Appel à l’Empire, appel aux Alliés (1914-1918)

Durant la Première Guerre mondiale, la Bourgogne-Franche-Comté est située en retrait du front et constitue un lieu privilégié de casernement, d’entraînement ou de repos pour les soldats coloniaux. Engagée dès 1914 dans les durs combats de la Marne puis ceux de l’Artois, la division marocaine passe l’été 1915 dans le nord de la Franche-Comté où, tout en se reconstituant, elle reçoit les honneurs de personnalités militaires et civiles. Cette présence des troupes coloniales marque fortement les imaginaires. En effet, un tableau de l’artiste Paul Michel Dupuy met en scène, deux ans plus tard, le cantonnement des tirailleurs sénégalais à Chavannes-les-Grands dans le territoire de Belfort. Tout au long du conflit, l’héroïsme de ces combattants, leurs exploits et les journées patriotiques continuent d’imprégner localement les esprits. Avec l’entrée en guerre des États-Unis en 1917, des régiments, notamment composés d’Africains-Américains, stationnent temporairement ou plus durablement dans la région. Le 370e RIUS fait ainsi profiter durant quelques semaines la population de Grandvillars de sa fanfare, alors qu’à Is-sur-Tille naît un important camp logistique engendrant la construction d’une nouvelle gare. En outre, parmi la vingtaine d’hôpitaux américains construits en France durant le conflit, plusieurs l’ont été dans la région : à Beaune et Allerey-sur-Saône en Côte-d’Or ou à Mesvessur-Loire et Mars-sur-Allier dans la Nièvre.

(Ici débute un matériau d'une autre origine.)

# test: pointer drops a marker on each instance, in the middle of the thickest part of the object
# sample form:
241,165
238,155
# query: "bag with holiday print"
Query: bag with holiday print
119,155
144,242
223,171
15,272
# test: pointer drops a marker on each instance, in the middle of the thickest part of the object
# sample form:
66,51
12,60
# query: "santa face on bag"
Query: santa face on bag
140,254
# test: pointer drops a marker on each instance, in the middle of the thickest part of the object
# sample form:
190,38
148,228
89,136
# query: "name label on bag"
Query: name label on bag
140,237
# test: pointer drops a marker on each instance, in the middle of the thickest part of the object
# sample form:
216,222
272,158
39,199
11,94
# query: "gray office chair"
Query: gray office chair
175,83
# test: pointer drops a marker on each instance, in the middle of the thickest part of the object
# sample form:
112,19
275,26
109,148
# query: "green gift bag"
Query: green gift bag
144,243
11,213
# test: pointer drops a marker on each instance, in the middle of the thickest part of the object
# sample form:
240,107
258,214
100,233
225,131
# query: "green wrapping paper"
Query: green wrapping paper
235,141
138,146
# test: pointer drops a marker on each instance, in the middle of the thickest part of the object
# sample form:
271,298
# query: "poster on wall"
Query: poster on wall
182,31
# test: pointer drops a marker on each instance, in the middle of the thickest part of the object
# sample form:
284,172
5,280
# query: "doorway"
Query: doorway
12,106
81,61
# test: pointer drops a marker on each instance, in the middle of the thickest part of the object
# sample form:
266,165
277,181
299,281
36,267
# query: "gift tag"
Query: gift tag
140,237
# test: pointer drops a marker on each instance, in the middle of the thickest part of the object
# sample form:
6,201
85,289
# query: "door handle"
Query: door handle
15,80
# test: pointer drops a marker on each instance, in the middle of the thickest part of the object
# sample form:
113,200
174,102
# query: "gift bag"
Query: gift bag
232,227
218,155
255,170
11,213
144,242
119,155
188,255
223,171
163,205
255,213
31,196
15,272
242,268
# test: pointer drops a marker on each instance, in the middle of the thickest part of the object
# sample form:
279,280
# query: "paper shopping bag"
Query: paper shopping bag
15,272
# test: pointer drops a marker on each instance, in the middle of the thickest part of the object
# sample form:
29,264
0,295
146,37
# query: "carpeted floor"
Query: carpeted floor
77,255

Des travailleurs coloniaux (principalement maghrébins et indochinois) et des recrutés sous contrat chinois apportent également leur force de travail dans les mines de Ronchamp, Blanzy ou La Machine, les usines métallurgiques du nord de la Franche-Comté, ainsi qu’à la poudrerie de Vonges en Côte-d’Or ou au sein des établissements Schneider & Cie au Creusot. On les retrouve par ailleurs dans les forêts du massif jurassien, comme d’autres bûcherons italiens, canadiens, américains ou russes, mais aussi occupés à la construction et la réfection de routes. Ces ouvriers sont particulièrement suivis et contrôlés car les autorités souhaitent limiter au maximum leurs interactions avec les populations locales. Dès leur arrivée à Marseille, ils font l’objet d’un encartement, réservé avant la guerre aux seuls nomades, et leur liberté de circulation est restreinte. Malgré cela, les populations locales connaissent alors un premier contact avec les coloniaux, notamment dans le monde du travail, qui se poursuit après-guerre. Ces quatre années de conflits ont finalement rendu plus proches des ailleurs jusqu’alors méconnus. Belfort, dernière gare avant le front, reçoit ainsi plusieurs hôte s de marque, parmi lesquels, en décembre 1918, l’émir Fayçal, compagnon de Lawrence d’Arabie et futur roi d’Irak, dont les serviteurs sont habillés de « brillants costumes orientaux » et portent poignards et carabines.